Meeting the short, medium and long-term needs of women, girls, boys and men who have been injured by Explosive Ordnance (EO) and addressing affected families and communities requires an holistic and integrated multi-sector approach. The vast majority of VA, including emergency and on-going medical care, rehabilitation, psychological and social support, facilitation of access to education and economic inclusion, is managed outside of the mine action sector, although the sector has important roles. VA thus needs to be provided in the broader context of humanitarian, development and human rights, including disability-inclusive efforts. This type of support is a national responsibility towards all people injured, and to those living with a disability or who are especially vulnerable for various reasons. This support should be delivered according to norms and standards that exist within, for example, the health, rehabilitation, disability, education, employment, social protection and rural development sectors.


VA requires a long-term commitment.
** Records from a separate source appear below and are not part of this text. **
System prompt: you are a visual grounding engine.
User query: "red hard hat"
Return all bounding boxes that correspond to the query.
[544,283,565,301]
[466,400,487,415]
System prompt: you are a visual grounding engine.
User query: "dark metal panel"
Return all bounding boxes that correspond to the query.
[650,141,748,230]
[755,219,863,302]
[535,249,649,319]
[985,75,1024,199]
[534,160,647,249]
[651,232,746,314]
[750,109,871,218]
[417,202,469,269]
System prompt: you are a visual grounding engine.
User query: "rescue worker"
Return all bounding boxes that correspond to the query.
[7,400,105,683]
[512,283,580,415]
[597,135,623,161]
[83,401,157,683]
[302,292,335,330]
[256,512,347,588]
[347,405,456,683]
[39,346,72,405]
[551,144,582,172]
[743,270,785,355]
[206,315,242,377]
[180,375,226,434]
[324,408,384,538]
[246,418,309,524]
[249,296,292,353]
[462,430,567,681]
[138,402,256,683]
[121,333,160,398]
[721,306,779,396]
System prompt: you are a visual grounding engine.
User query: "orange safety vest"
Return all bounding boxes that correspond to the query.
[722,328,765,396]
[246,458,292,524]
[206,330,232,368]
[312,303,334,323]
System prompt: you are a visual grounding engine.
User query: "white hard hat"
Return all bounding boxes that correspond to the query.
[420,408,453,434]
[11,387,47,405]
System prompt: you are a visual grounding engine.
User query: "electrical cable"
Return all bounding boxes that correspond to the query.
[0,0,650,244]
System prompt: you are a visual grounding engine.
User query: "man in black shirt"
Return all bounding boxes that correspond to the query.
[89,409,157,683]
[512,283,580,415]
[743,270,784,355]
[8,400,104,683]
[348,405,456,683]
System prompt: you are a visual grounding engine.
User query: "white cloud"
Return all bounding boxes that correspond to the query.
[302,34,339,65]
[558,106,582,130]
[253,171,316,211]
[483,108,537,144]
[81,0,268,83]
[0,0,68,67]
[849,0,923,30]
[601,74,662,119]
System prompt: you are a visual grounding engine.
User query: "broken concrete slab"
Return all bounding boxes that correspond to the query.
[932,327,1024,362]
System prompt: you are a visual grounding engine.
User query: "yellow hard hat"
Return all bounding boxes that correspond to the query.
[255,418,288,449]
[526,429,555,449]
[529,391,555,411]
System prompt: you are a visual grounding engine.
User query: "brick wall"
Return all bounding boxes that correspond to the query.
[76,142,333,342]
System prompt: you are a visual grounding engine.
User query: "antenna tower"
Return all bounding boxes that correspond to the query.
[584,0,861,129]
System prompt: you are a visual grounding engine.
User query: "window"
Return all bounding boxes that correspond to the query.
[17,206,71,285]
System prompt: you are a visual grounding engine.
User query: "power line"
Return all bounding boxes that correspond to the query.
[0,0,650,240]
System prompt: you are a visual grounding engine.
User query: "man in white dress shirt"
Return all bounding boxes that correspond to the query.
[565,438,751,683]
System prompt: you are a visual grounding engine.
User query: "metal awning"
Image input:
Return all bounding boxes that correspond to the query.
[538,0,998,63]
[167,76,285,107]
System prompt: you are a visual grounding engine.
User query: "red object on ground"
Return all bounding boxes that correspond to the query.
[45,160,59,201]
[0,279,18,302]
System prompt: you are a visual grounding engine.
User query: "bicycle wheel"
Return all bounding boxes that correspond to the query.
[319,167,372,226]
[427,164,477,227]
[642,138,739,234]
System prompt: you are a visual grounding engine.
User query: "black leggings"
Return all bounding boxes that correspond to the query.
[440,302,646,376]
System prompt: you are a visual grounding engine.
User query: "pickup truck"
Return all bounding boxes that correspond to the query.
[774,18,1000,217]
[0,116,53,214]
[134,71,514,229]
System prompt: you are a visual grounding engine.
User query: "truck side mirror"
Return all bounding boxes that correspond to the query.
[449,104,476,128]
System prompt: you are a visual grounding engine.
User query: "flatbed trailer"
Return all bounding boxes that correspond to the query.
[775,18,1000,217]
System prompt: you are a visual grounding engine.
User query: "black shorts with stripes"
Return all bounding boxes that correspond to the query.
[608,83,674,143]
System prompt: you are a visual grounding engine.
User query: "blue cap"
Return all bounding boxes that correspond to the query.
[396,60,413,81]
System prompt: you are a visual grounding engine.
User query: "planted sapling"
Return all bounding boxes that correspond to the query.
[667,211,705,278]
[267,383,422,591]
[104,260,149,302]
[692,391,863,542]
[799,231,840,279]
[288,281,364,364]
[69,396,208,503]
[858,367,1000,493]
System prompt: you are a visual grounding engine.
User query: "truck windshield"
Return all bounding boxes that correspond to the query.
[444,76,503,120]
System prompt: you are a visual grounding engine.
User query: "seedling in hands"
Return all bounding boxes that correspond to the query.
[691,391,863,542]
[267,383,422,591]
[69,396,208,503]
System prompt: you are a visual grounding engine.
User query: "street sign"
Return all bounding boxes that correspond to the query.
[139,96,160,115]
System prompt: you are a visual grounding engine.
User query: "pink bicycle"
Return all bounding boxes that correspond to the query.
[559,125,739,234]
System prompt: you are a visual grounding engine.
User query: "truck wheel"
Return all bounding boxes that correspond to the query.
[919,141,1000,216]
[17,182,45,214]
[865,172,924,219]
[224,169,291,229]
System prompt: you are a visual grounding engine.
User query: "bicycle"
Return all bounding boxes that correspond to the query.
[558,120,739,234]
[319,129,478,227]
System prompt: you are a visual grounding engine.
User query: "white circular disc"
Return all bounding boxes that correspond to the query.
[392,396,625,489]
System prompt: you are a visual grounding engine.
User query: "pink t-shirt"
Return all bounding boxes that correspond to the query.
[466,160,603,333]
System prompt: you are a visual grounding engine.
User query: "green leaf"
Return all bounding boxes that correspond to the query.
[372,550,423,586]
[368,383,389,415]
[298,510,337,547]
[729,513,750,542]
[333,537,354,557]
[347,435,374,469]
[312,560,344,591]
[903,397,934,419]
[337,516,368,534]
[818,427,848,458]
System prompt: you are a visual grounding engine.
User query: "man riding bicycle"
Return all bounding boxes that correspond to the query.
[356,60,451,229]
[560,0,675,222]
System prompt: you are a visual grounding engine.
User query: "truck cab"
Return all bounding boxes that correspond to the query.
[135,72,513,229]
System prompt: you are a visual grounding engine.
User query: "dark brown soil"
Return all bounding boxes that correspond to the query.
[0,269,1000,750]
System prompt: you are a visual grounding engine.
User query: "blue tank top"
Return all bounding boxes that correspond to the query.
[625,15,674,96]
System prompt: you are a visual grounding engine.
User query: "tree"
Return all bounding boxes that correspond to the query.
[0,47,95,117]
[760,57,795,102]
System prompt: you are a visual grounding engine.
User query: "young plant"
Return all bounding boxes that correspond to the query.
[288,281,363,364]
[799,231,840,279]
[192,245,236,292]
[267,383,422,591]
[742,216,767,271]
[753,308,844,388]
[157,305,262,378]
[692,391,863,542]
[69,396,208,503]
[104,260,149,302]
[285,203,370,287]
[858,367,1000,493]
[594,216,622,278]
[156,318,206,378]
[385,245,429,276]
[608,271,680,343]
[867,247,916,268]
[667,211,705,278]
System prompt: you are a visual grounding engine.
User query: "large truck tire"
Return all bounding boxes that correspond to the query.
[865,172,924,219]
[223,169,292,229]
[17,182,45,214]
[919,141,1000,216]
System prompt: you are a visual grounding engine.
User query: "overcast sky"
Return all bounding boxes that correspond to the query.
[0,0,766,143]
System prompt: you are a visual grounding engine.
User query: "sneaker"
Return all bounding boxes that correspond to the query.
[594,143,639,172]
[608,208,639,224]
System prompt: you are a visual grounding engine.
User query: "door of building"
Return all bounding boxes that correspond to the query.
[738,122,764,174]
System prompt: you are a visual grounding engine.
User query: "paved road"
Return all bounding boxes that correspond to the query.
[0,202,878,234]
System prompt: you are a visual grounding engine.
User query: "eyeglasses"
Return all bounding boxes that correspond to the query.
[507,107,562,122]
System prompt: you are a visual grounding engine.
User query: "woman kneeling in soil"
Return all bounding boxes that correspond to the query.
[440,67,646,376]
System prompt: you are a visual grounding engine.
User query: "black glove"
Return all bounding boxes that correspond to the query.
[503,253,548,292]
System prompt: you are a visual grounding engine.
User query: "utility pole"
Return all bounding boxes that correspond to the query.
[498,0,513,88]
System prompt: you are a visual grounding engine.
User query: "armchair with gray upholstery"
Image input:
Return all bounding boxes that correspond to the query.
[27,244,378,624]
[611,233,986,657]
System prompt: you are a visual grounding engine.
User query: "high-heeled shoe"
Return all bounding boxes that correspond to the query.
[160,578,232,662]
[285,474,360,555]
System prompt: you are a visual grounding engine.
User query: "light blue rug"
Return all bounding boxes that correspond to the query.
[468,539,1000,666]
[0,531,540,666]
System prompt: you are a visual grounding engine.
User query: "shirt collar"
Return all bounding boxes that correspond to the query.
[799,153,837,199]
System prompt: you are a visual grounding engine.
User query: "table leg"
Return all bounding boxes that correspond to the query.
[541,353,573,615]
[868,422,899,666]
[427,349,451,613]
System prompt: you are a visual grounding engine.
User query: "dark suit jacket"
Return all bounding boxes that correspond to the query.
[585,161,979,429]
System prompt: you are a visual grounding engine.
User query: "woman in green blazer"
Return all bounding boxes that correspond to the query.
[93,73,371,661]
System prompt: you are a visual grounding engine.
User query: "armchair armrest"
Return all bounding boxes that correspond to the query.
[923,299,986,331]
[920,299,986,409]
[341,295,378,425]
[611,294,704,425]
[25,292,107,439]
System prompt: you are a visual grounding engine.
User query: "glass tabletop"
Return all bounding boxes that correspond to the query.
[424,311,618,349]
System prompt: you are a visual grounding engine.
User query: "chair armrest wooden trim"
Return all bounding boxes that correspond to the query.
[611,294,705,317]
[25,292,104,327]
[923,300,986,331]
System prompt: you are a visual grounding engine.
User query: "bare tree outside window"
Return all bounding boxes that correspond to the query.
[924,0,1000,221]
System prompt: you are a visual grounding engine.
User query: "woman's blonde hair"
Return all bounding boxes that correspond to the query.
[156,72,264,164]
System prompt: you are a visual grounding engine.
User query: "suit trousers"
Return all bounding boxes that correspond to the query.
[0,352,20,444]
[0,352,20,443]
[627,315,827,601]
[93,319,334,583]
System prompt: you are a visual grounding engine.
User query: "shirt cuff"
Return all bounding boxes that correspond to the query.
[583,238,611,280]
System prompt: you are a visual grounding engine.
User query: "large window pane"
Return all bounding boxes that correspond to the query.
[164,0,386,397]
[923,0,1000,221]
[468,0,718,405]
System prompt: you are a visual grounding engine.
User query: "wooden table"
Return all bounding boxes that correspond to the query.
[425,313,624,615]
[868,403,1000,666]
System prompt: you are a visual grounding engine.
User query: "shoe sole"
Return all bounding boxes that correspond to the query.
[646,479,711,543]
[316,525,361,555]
As such, the ultimate responsibility to provide services for direct and indirect EO victims (see section 3 for definitions) rests with state entities such as ministries responsible for health, social affairs, education, labour and social protection.


Those states which are affected by EO contamination are at different stages in the process of developing the various institutions that feed into the multi-sector approach to VA. As such, the mine action sector can play a supportive role in assisting states as they develop the relevant, long-term national systems, procedures and processes required to support EO victims in an age, gender and disability-inclusive manner.


National Mine Action Authorities (NMAAs) and/or National Mine Action Centres (NMACs) and those who work under their governance need to remain cognisant of the needs and rights of EO victims as they deliver support to other pillars of mine action. In many cases efforts made in VA can contribute to other mine action activities and requirements. The collection, analysis and use of accurate sex, age and disability, disaggregated data (SADDD) on casualties helps inform prioritisation, as well as coordination and targetting of EO Risk Education, Non-Technical Survey (NTS) / Technical Survey (TS) / and Clearance is a good example of this.


While the main focus of the sector’s VA response should be directed towards strengthening the sustainability of national efforts to provide support to existing victims, as more land is released under the mine action programme, a steady and noticeable reduction in the number of EO victims must remain a primary objective of the mine action sector and an important indicator of its success.


The mine action sector, under the governance of the NMAA, is well placed, through its direct links with EO-affected communities, to gather information about victims and their needs, to provide information on relevant services and to refer them to the government body that is charged with providing the type of support that they require. The NMAA and/or the NMAC, through the lifecycle of a mine action programme, can play a role in monitoring and facilitating the ongoing, muti-sector efforts to address the needs of victims, and helping ensure the inclusion of EO survivors and indirect victims, and their views in the development of relevant national legislation and policy decisions.

This standard aims to provide a broad overview of VA-related efforts as a pillar of mine action and to provide guidance on the specific role played by mine action stakeholders.


*This is a draft document that has been accepted by the IMAS Review Board, it still needs to be accepted by the IMAS Steering Group and then formally approved by the UN Inter-agency Coordination Group – Mine Action.